A train driver who was using WhatsApp less than thirty seconds before he crashed his train at nearly three times the speed limit has been sentenced, following a British Transport Police investigation
Today (8 March) the judge at Liverpool Crown Court sentenced Hollis to a 12 month prison sentence, suspended for two years.
Phillip Hollis, 56, and of Spellow Lane, Liverpool, pleaded guilty to endangering the safety of passengers at Liverpool Magistrates’ Court on 8 February. He will be sentenced at a later date.

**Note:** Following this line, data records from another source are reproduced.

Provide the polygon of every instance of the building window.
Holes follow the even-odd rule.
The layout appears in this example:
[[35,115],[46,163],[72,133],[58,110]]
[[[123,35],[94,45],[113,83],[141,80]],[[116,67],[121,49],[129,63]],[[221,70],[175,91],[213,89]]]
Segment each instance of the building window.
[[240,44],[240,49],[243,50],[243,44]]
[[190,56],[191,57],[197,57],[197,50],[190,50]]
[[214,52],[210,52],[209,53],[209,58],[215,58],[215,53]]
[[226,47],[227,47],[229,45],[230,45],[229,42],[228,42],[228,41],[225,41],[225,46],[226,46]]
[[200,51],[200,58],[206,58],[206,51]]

On Saturday 13 March 2021, Hollis was driving a Merseyrail Service from Liverpool Central to Kirkby, which was due to arrive at 6.52pm.
The Network Rail speed limit for the approach to Kirkby station is 15mph, but the train travelled in at 40mph. Hollis applied the emergency brakes but the train has collided with the buffer stop at the end of the platform. This caused the train to derail, and an estimated £450,000 in damage to the station.
There were twelve passengers and a guard on board the service at the time. Thankfully they only sustained minor injuries.
Hollis told police that his bag had fallen off a cupboard in the cab and he’d stood up to retrieve it along with a bottle of Lucozade, before sitting back down and seeing the buffers approaching.
However, when Hollis’s phone was seized and analysed, detectives found he’d sent a WhatsApp message at 6.51.34pm, 26 seconds before the crash. He was interviewed again by detectives and admitted his phone should have been turned off in the cab.
Hollis was dismissed by Merseyrail in September 2021.
Detective Chief Inspector Steve May said: “This was a complex investigation but we could be confident from our analysis that Hollis was using his phone in the seconds before crashing the train into Kirby station at high speed.
“I have no doubt this will have caused him to become distracted while driving, endangering the safety of the passengers and staff on board. It was only through sheer luck that they weren’t seriously injured or worse, killed, as a result of this incredibly dangerous incident.”